Health Savings Accounts are a bright new star in the field of consumer-directed health care. HSAs were created as part of the Medicare Modernization Act and became available January 1, 2004. They allow individuals, employers, or employees to invest tax-free dollars in health accounts to pay for routine health care. The accounts are accompanied by insurance policies to cover larger medical bills.

 

America's Health Insurance Plans surveyed its members and found that 438,000 people had purchased HSAs in the first nine months of last year. The study also found that 30 percent of them were previously uninsured. Other studies have shown that 40 percent of HSA purchasers make less than $50,000 a year, about one-third of purchasers are families with children, and half are over age 40, showing they have broad appeal.

 

But HSAs are just one example of a constellation of offerings that give consumers more power and control over health care decisions. Other consumer-directed products, such as Health Reimbursement Arrangements, are helping companies to lower their health costs while providing incentives for employees to be more engaged in managing costs and care. Employers and health plans are smoothing the way by providing access to existing networks and on-line information tools. They also are instituting new programs to provide better coordinated care for those with chronic conditions, such as diabetes, heart disease, and asthma.

 

Some companies that have replaced their traditional health insurance with a consumer-directed plan have seen their health costs fall by more than 10 percent, even as the use of preventive services by workers increased by as much as 23 percent.

 

Consumers are taking steps into this new world, but many changes still are needed for larger uptake in the marketplace. The Internet allows consumers easy access to a wealth of medical information that was available only to professionals as recently as a few years ago.

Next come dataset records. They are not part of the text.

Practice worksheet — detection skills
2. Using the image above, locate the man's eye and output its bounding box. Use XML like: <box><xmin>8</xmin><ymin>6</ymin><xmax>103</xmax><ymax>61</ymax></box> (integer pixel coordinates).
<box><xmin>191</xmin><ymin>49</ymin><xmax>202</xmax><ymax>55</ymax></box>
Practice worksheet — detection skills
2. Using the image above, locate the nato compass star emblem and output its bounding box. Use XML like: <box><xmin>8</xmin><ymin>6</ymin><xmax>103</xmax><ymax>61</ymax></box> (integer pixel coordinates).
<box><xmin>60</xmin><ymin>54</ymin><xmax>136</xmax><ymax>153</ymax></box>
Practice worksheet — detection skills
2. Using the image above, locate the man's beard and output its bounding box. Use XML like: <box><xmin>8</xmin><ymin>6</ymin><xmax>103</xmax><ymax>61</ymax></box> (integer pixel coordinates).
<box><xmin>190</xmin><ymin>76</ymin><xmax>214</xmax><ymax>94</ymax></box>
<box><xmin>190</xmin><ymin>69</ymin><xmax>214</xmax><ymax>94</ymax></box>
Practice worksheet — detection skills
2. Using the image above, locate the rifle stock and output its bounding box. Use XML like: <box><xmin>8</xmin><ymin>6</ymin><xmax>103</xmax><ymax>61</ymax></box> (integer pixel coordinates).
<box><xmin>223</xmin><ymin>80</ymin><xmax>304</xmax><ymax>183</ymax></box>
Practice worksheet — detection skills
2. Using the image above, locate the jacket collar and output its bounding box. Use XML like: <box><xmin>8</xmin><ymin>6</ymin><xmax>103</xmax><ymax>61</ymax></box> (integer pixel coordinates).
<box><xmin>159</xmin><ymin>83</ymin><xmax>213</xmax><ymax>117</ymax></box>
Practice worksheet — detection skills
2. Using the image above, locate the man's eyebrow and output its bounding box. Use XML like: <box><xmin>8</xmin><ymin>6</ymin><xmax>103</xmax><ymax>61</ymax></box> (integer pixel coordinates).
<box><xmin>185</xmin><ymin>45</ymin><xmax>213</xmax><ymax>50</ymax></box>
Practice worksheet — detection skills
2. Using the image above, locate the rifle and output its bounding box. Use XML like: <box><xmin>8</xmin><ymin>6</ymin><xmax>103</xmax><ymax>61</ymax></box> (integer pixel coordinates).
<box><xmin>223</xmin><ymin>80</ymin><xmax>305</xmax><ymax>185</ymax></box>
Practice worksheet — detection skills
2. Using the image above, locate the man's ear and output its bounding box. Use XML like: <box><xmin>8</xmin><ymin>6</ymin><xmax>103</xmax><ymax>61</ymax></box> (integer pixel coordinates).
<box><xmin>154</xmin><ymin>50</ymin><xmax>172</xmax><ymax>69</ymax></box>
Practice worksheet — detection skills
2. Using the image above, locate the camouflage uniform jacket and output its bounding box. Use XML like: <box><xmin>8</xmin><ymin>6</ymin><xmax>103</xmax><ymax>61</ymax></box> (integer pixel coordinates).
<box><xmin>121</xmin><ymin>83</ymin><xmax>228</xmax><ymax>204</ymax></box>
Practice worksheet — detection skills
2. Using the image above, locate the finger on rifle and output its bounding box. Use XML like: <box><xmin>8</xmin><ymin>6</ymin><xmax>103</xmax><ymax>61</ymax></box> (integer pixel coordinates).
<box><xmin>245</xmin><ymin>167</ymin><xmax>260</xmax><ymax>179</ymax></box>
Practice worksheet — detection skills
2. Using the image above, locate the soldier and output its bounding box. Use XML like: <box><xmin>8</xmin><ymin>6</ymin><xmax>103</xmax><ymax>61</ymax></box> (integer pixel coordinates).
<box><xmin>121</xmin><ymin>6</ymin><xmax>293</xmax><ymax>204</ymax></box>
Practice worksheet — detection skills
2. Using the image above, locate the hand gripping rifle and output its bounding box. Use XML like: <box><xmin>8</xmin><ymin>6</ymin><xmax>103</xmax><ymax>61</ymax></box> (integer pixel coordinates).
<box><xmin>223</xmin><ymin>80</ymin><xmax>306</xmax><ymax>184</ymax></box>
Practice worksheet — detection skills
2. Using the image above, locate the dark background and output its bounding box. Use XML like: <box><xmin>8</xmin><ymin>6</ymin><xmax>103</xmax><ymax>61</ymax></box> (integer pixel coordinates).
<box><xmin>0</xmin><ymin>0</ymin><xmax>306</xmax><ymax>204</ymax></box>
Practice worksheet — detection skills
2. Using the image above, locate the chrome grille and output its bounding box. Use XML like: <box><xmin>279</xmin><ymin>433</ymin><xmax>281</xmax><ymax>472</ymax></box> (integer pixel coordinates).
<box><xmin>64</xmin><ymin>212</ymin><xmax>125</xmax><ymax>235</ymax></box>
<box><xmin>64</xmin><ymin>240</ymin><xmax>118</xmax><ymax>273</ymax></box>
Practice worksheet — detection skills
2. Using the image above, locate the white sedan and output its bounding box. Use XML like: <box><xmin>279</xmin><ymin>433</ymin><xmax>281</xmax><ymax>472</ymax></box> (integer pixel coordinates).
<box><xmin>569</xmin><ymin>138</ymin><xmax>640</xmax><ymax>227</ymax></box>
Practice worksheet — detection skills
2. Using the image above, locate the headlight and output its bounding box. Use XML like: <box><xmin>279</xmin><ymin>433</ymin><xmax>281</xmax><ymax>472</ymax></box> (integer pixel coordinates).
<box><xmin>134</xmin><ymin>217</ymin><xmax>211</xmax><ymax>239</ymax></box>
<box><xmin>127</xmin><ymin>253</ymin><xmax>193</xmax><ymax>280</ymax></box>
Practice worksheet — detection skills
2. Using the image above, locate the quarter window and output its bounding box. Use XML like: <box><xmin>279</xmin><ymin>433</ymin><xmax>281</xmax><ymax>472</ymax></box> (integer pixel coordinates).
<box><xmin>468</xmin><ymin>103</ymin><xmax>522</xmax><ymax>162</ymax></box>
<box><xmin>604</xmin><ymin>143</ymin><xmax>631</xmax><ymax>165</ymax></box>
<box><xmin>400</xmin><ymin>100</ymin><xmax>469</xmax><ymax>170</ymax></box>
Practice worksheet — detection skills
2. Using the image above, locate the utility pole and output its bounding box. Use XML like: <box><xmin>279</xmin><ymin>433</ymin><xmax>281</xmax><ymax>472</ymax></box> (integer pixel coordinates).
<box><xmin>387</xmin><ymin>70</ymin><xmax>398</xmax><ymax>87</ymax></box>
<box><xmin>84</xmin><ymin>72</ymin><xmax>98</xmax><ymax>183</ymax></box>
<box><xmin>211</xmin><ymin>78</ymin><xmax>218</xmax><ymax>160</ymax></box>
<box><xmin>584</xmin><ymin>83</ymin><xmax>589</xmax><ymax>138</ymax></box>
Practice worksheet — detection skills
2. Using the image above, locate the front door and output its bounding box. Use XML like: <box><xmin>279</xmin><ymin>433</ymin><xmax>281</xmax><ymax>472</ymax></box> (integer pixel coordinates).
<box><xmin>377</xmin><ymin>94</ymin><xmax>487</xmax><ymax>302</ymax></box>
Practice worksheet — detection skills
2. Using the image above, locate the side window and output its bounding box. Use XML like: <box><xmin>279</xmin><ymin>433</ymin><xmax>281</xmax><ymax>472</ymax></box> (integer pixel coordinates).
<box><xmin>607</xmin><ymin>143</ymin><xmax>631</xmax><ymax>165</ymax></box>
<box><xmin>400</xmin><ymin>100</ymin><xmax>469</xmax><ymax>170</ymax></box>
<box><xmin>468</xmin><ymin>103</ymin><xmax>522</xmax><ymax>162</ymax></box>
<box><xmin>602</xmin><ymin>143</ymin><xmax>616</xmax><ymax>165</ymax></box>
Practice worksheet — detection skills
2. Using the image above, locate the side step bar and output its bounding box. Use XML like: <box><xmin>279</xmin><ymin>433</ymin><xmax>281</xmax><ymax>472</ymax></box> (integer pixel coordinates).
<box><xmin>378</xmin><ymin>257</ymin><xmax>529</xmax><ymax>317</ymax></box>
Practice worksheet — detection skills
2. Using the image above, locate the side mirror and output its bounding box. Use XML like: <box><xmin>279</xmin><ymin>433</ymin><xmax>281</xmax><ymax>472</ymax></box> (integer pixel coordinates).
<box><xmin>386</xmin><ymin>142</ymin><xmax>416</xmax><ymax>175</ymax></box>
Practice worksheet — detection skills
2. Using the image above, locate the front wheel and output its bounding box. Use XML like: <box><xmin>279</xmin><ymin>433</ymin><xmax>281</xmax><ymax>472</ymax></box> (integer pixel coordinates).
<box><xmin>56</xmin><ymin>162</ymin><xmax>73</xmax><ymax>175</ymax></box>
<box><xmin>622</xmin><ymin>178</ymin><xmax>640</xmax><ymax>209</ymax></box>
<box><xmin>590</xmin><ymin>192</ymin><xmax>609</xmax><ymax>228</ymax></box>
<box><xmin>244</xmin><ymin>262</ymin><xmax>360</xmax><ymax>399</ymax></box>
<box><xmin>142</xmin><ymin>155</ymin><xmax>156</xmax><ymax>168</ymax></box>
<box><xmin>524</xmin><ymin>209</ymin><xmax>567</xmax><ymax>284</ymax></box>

But they still need more — and more easily accessible — information about prices, quality, and outcomes to help make them smarter consumers.

 

Some say that consumer-directed health care means shifting more of the cost burden onto consumers. However, it really is a way of making the costs that consumers already are paying more visible so that they can be involved in decisions about how they want to allocate their health care dollars.

 

Consumer-directed health care means many things to many people. But its genius is in putting the American consumer to work to reshape the health care marketplace to provide more affordable health insurance, better and more affordable health care, and new incentives for people to take responsibility not only for their health care spending but also for their health.